Up until now, all those shingles have wound up in the Barton County Landfill’s construction and demolition waste site. But that is about to change.
How to recycle the shingles has been a hot topic nationally recently and his staff has researched options locally, Hathcock said. “We want to removed that waste stream out of the C&D.”
The solution is an agreement with Venture Corporation of Great Bend. The company will come and pick up the shingles at no cost to the county.
As asphalt shingles are primarily composed of oil, paving contractors frequently use ground shingles in their asphalt mix, and that is what Venture is going to do. All landfill personnel have to do is some preliminary sorting and cleaning.
“This is kind of in the infant stages now,” Hathcock said. Currently it is cost prohibitive for the county to grind and reuse the shingles for its own use, but that may change.
Barton County still generates revenue from the shingles. The landfill charges $32 per ton for all C&D trash.

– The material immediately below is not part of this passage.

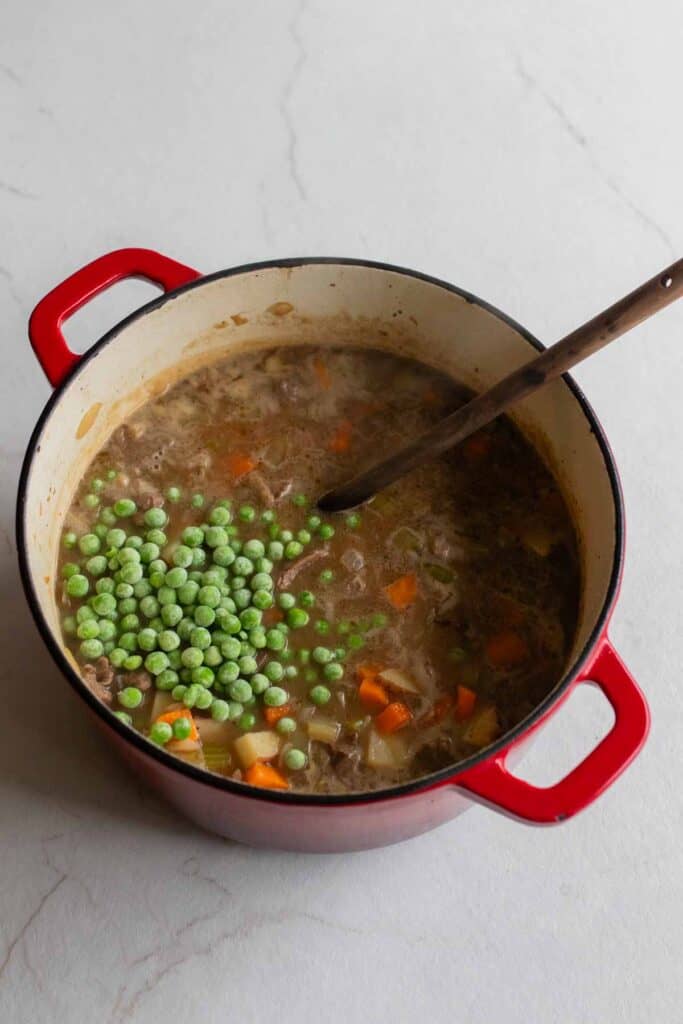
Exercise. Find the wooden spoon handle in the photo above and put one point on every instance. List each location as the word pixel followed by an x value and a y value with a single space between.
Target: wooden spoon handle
pixel 646 300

The number one use of recycled shingles is to make roads, according to the Asphalt Roofing Manufacturers Association. Ground-up shingles are typically added to the pavement and in many cases may actually improve the quality.
Other uses include using the material as an input to make roofing products or road maintenance products, or to produce energy.
Asphalt roofing shingles constitute nearly two-thirds of the roofing market for both new homes and roof replacements, the Environmental Protection Agency reported. Annually, roof installation generates an estimated seven to 10 million tons of shingle tear-off waste and installation scrap nationwide.
More than 60 manufacturing plants across the U.S. generate another 750,000 to 1 million tons of manufacturing shingle waste.